The improvement is striking! The real GMVAE with proper inference achieves the best performance out of all three models. I ran the same experiment multiple times. By the 1000th epoch, five out of six replicates achieved accuracy performances above 80%. One of them even achieved an accuracy of 95%! Surprisingly, our real GMVAE managed to outperform the “GMVAE(M=1) K=10” model both in terms of best run and average run (and does about as well as the “GMVAE(M=10) K=10” model). Also, in constrast to the models from the paper, I didn’t have to rely on convolutional layers, Consistency Violation, or \(\eta\), which I consider a personal victory. *blows knuckles*
To get a better comparison of the models, I also superimposed all three model performances. In doing so, we actually get to see something pretty interesting. If we look at the middle Variational Loss v. Epochs plot, M2 achieves the best loss value despite its poor clustering ability. Modified-M2, on the other hand, has a constrained generative model which led to higher variational loss but better clustering. While not definitive, I think this lends further credence to the hypothesis that M2 chooses a Gaussian Mixture variational family over a Gaussian Mixture manifold because the former leads to lower variational loss.

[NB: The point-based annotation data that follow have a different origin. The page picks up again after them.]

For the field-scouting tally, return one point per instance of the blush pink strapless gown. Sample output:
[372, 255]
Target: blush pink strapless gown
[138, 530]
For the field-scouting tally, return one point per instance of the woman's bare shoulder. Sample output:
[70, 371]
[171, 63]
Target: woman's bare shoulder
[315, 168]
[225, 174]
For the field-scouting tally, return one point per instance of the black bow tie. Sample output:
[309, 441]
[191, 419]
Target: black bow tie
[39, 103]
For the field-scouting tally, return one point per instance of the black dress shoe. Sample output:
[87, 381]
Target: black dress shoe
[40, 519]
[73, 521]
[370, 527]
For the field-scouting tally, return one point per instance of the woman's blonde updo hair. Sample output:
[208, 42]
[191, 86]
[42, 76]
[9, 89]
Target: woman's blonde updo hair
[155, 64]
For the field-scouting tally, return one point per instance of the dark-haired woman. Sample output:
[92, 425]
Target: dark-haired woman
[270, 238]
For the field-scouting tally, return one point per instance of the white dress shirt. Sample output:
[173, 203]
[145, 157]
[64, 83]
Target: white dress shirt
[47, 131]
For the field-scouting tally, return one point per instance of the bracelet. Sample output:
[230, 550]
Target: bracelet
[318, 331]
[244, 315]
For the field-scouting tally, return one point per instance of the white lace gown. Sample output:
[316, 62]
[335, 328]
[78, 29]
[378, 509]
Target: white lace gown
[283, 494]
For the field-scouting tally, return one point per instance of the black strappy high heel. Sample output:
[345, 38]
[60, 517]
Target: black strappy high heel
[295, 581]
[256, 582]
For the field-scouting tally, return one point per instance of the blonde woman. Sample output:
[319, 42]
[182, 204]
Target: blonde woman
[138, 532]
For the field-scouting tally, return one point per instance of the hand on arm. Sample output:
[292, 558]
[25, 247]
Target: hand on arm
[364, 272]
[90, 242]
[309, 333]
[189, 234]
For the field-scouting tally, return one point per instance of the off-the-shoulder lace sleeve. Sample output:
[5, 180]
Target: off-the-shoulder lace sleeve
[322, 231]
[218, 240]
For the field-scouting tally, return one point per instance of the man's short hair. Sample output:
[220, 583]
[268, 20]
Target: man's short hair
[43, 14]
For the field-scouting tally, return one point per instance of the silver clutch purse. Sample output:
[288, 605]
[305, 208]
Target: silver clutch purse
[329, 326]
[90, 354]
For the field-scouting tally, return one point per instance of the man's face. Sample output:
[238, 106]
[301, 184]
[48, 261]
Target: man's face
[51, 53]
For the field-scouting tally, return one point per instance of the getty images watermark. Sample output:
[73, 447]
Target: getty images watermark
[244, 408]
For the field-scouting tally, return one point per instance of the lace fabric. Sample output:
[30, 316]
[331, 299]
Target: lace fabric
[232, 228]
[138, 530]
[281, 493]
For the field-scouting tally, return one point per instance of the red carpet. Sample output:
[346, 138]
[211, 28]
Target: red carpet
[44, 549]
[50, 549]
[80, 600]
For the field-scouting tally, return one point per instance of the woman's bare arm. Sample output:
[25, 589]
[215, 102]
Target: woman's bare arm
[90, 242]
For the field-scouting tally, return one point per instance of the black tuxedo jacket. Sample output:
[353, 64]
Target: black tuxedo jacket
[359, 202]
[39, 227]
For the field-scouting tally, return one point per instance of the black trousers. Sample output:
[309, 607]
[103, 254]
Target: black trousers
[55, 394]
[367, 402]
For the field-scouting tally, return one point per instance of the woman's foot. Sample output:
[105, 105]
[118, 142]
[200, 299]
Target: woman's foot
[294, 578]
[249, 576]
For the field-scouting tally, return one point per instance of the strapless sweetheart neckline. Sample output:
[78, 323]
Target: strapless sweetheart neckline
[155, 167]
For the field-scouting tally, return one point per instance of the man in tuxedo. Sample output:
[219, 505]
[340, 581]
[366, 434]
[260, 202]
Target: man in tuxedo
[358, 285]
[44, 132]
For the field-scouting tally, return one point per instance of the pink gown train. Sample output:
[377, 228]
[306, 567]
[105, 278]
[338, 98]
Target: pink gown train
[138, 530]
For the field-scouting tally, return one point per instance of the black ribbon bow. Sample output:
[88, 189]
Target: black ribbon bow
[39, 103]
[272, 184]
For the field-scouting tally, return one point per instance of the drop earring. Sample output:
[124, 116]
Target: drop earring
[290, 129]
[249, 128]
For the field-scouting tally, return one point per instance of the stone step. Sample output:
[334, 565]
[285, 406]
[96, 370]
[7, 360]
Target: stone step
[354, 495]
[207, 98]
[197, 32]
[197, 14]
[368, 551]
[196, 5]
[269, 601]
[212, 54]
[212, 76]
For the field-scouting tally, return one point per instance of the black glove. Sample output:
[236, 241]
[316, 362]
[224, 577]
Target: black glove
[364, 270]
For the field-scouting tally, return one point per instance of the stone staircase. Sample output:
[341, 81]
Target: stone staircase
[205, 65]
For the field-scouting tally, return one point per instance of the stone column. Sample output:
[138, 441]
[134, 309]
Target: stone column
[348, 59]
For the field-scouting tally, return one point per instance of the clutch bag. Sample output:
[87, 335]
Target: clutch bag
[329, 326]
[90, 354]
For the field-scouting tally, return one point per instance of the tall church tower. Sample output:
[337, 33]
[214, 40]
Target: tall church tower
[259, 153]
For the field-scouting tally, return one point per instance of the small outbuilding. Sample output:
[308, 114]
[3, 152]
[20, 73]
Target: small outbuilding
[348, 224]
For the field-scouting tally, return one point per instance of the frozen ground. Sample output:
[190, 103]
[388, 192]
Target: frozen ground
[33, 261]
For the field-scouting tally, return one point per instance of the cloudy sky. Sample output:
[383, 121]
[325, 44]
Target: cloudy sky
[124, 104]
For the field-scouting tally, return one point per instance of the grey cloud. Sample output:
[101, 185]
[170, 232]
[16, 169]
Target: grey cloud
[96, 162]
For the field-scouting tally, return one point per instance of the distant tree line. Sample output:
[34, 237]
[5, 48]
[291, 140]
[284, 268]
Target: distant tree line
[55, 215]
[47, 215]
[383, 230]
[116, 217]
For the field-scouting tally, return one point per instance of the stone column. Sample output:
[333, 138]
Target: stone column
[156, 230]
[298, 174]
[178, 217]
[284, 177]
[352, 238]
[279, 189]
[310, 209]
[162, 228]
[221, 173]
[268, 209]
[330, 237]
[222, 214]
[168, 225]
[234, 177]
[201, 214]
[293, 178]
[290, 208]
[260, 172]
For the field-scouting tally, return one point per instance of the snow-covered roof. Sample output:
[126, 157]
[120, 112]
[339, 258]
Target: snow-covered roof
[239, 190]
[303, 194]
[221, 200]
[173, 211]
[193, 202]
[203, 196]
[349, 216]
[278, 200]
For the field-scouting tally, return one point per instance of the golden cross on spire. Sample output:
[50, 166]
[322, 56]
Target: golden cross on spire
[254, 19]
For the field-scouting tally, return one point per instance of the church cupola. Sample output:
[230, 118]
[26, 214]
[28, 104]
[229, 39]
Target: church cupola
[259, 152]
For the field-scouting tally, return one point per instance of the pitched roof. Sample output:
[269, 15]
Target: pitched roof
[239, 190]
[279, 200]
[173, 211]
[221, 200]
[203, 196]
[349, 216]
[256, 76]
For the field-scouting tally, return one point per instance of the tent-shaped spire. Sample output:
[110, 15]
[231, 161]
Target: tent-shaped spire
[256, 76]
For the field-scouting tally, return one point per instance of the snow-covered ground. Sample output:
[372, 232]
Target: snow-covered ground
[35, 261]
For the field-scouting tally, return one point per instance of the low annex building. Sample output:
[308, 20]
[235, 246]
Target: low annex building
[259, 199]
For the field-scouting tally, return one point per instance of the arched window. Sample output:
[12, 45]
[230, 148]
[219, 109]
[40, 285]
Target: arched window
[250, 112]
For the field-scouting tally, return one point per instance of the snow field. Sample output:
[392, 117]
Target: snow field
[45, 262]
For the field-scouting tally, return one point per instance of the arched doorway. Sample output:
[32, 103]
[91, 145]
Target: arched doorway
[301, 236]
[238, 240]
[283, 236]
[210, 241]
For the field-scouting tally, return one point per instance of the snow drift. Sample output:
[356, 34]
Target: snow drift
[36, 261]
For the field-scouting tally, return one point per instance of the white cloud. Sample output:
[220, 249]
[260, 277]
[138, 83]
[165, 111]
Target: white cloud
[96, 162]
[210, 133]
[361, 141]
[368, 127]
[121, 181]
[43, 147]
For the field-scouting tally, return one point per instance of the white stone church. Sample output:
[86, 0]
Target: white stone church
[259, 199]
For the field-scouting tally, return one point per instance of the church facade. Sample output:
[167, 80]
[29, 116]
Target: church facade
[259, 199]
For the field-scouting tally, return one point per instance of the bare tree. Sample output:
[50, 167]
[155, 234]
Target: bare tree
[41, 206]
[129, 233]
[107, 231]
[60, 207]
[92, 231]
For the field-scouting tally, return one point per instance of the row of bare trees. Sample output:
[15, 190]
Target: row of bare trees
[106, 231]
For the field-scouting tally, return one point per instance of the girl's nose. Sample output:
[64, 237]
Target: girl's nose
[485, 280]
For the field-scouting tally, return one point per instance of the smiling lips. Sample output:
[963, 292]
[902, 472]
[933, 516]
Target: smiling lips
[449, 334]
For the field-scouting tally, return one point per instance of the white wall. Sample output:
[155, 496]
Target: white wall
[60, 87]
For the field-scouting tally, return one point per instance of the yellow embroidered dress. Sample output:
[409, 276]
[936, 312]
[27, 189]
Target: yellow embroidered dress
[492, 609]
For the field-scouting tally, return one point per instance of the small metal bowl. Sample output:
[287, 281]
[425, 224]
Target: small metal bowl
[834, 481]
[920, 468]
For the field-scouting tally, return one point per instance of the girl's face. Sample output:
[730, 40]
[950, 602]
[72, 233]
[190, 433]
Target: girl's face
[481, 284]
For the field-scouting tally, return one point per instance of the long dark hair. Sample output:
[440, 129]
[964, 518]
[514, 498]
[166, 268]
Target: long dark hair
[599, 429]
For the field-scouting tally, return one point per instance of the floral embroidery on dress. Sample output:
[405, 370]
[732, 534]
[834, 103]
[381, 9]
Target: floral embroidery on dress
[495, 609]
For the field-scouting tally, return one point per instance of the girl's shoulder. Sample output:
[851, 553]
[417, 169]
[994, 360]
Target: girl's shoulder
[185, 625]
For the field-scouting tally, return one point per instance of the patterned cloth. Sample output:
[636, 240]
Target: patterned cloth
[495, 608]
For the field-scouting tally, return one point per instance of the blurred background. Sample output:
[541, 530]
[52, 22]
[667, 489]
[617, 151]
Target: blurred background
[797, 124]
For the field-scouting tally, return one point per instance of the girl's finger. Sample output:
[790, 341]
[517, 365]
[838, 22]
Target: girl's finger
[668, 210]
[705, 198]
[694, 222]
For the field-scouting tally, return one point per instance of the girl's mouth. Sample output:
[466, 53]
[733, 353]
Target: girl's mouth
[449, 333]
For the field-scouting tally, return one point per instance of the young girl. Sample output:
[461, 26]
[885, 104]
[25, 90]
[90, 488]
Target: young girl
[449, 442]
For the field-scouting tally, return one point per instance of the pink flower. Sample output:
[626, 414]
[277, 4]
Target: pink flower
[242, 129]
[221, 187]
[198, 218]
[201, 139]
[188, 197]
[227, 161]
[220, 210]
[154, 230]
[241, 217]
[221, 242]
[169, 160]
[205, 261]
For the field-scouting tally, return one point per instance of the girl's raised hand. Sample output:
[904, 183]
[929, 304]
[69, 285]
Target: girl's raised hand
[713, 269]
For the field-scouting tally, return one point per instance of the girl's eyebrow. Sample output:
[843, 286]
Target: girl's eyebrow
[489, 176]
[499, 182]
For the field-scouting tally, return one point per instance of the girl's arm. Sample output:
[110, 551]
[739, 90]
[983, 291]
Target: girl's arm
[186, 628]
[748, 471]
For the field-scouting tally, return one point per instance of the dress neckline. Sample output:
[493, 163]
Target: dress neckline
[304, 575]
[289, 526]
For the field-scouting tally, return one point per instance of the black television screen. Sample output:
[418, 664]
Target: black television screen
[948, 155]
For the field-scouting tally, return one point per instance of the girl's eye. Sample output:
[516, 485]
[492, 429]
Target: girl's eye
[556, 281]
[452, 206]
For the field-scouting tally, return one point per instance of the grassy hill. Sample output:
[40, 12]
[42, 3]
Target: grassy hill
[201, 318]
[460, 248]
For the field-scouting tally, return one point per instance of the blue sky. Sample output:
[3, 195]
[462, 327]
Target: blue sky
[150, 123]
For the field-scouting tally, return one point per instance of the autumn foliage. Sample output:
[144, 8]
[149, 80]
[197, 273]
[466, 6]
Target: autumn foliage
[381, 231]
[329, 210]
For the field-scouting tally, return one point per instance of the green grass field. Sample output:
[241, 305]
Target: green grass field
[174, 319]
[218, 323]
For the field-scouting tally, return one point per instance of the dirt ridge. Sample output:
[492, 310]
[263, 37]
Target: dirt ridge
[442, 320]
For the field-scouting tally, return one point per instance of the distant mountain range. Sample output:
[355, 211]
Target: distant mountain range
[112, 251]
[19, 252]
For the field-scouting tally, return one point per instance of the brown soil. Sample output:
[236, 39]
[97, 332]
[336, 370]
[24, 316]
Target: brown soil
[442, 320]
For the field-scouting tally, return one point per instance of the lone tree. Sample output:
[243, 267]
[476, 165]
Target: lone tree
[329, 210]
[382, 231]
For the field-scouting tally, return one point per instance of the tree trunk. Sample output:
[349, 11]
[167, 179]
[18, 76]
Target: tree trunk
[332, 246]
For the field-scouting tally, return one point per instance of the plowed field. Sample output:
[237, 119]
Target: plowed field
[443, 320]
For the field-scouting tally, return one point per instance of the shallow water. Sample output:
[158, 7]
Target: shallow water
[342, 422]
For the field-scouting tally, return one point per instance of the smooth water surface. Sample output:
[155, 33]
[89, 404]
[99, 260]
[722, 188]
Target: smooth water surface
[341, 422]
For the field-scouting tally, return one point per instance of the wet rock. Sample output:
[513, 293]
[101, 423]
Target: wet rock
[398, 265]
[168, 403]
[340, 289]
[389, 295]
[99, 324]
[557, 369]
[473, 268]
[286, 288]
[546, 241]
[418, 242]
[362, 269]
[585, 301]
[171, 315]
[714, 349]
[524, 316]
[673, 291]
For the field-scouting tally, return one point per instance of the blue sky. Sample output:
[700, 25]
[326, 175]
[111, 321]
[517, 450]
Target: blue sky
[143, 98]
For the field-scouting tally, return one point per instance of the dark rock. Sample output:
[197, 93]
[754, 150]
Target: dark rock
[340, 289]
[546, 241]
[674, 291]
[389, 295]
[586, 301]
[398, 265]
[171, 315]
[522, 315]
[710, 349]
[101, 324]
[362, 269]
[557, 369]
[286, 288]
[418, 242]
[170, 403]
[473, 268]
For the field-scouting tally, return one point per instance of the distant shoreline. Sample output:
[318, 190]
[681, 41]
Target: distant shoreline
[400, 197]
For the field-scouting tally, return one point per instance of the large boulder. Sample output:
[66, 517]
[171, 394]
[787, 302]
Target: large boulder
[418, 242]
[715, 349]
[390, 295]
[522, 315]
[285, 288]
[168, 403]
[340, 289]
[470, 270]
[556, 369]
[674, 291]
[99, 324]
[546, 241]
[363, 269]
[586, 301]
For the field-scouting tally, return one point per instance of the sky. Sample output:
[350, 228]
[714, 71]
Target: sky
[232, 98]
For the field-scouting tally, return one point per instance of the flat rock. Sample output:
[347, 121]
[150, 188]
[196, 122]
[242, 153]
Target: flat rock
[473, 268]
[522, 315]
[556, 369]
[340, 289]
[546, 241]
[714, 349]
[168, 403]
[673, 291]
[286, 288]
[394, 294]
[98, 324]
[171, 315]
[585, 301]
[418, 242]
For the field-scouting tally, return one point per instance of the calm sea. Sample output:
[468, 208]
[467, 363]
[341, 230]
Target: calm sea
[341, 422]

These experiments helped me get a better understanding of what’s going on behind the scenes of deep generative models that use variational inference. Making these tiny tweaks only to the generative model and arriving at vastly different model behaviors speaks volumes about the importance of really grokking deep generative models and deep amortized variational inference.
If we really only cared about building a deep generative model, we probably won’t care much about whether certain latent variables are being pruned so long as we get a good log-likelihood score. However, if the plan is to repurpose the inference model for a downstream task such as classification or interpretable representations, we should pay more attention to how we set up both the inference and generative models. On that note, I think there is still value in the Consistency Violation term because it gives us explicit control over what the generative model is doing. We can think of CV almost like a prior imposed on the behavior of the generative model, and I imagine it being very valuable once we move to deeper DLGMs or more mixture components. I would also not be surprised if applying CV to the real GMVAE leads to even better clustering performance.
But hopefully, I’ll never see a term like \(\eta\) ever again. Because I think there are definitely more elegant and insightful ways of getting the generative model to do what we want.